Forse è solo un caso se sto scrivendo queste righe il giorno in cui, 4 anni fa, Milito segnò il gol che diede all’Inter lo scudetto, a Siena. Era la seconda rete fondamentale, dopo quella di Roma in cui i nerazzurri si presero il primo trofeo del Triplete, guarda un po’, la sera del 5 maggio. Gli altri due arrivarono a Madrid e da quella sera qualcosa cambiò. Con la medaglia di campione d’Europa ancora al collo, Milito spiegò che non sapeva se sarebbe rimasto o meno. Disse quello che pensavano in tanti, avendo saputo dell’addio di Mourinho. Disse qualcosa che nessuno voleva sentirsi dire e che qualcuno si mise in tasca, pronto a rinfacciarglielo, mentre lui rinnovava il contratto passando da 3,5 a 5 milioni. Netti, ovviamente.

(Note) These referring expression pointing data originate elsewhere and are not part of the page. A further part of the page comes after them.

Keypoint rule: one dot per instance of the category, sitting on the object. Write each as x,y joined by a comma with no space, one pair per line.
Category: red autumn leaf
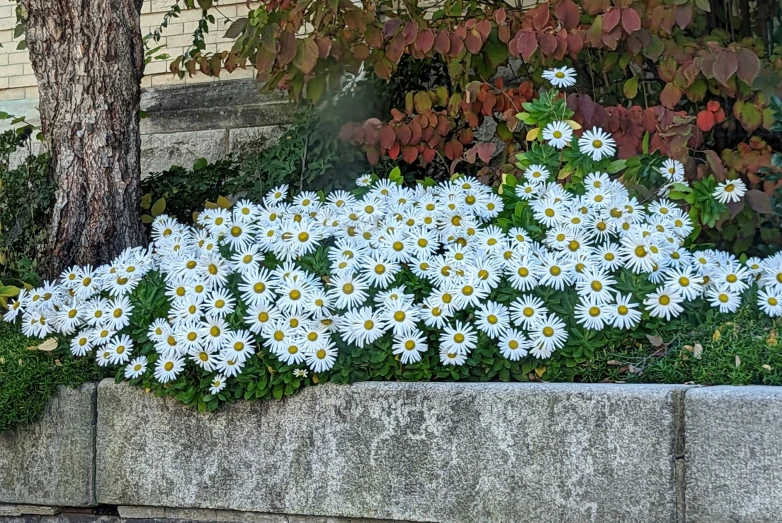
442,43
409,153
705,121
503,33
611,19
484,28
361,52
526,44
394,151
671,95
391,27
548,44
425,40
457,45
540,16
387,137
397,115
683,15
410,32
473,42
568,14
287,48
631,20
403,134
373,156
383,69
574,43
415,132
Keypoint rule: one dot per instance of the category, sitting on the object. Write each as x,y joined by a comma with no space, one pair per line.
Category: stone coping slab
455,452
51,461
734,454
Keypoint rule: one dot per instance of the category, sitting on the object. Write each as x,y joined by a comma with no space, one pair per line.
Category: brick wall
17,81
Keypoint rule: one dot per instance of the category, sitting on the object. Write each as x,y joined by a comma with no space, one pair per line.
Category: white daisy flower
665,302
561,77
730,191
459,338
136,368
409,346
558,134
167,368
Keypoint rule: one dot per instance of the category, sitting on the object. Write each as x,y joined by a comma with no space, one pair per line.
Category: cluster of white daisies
443,234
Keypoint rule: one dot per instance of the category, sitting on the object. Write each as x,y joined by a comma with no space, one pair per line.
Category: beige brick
7,22
156,67
12,70
11,94
179,41
22,81
165,79
19,57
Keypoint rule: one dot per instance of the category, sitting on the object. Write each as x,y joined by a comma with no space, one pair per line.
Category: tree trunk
88,58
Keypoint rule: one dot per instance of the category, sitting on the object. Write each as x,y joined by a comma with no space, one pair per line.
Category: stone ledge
453,452
51,461
733,456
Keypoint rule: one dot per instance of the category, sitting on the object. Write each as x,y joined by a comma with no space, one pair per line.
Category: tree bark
88,58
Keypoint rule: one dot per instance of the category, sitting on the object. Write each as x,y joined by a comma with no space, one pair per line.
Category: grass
28,378
746,350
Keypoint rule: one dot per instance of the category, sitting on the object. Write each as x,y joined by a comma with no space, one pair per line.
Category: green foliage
27,193
743,351
30,377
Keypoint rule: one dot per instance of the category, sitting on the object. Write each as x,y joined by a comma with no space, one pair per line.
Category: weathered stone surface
450,452
160,151
220,105
733,456
50,462
249,140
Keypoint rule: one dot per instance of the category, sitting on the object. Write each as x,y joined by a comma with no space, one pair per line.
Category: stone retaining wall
438,452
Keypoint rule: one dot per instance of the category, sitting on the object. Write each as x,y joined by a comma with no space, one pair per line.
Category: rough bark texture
88,57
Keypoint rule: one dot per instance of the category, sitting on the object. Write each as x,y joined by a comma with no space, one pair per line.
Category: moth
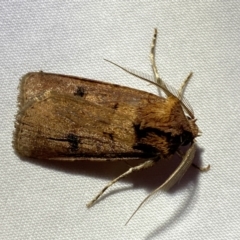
70,118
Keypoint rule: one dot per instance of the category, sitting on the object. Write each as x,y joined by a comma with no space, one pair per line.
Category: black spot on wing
80,92
73,141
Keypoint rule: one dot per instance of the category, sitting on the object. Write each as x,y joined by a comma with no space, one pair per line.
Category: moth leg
201,169
174,177
144,165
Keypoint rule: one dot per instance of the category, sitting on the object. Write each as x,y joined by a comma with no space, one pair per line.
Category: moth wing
101,93
60,126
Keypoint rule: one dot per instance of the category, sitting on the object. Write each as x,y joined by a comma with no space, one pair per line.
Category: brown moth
69,118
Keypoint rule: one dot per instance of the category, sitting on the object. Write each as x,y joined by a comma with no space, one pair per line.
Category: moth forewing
69,118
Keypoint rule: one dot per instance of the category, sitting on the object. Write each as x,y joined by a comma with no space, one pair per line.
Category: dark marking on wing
80,92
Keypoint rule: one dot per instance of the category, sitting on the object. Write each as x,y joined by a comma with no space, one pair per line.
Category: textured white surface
46,200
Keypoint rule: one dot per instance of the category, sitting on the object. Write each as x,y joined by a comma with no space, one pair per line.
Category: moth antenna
183,86
157,77
173,178
142,76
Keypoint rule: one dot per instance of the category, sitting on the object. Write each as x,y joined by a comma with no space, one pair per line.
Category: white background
46,200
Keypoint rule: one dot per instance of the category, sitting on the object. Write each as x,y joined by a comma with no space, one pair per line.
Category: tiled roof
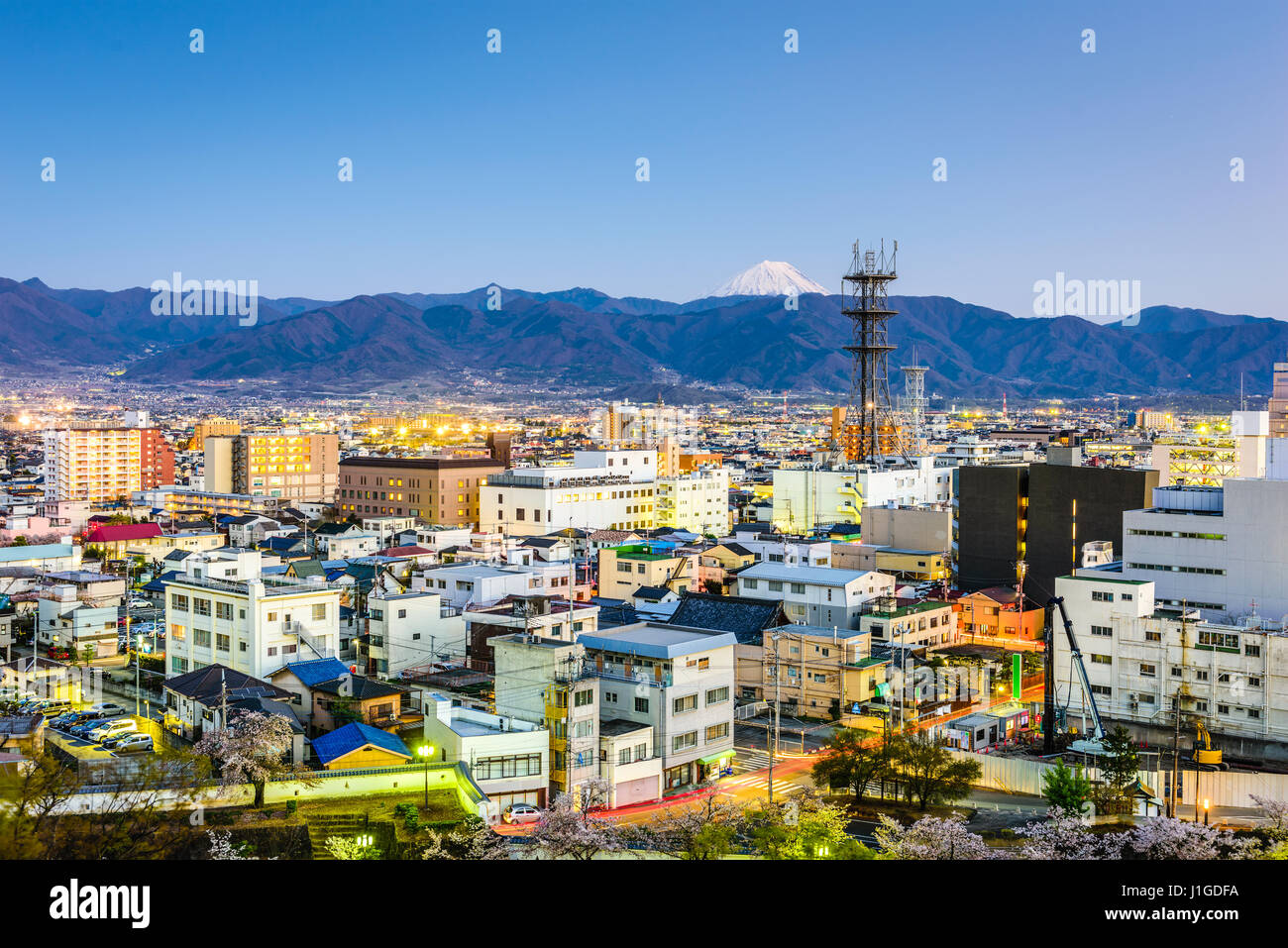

trofei vinti sono l’ultimo reflusso della stagione 2010, dall’Oscar del calcio alla finale di Coppa Italia contro il Palermo, dove segna ancora. Ma quella mitica annata ha portato con sé anche un fisico minato dalla stanchezza: 5 infortuni, 2 ricadute, 8 gol in 34 partite. Suona strano dire che per Milito qualcosa cambiò, se si considerano i numeri dell’anno dopo. Alcuni tifosi gli rimproverano un inizio di stagione in cui, in pratica, l’attaccante sbaglia ogni tipo di gol possibile, roba che nemmeno lo “Sciagurato” Egidio. Non eri tu quello che voleva andarsene? Era meglio se facevi le valigie, hai chiuso. Forse lui ci pensa a farla, quella valigia, ma è costretto a riaprirla quando si riprende tutto: maglia, tifosi, gol. Ne fa 4 al Palermo, diventa l’incubo di Ignazio Abate nel derby (dove si permette pure una tripletta) e a fine anno è record di gol con l’Inter: 24, due in più dell’anno del Triplete.

L’anno dopo è quello che cambia tutto. Con i tifosi è tutto a posto, ma il campo lo rivedrà poco. Si rompe in febbraio contro il Cluj in Europa League (dopo avere steso la Juve a Torino), ma quando a Pinzolo nel ritiro estivo torna a correre l’applauso che lo riaccoglie in campo è quello dei giorni migliori. Forse è quell’accoglienza a spiegare tanto di Milito, magari meglio di queste righe nelle quali si cerca di mettere in fila dei ricordi. E di raccontare cos’è stato e cos’è stato questo giocatore. E allora, chiedi chi era Milito a un genoano, o a un interista. E poi guarda nei suoi occhi. Chissà che non ci vedi tre gol a Marassi. O di quella volta che ricevette palla da Eto’o, una calda sera di Madrid.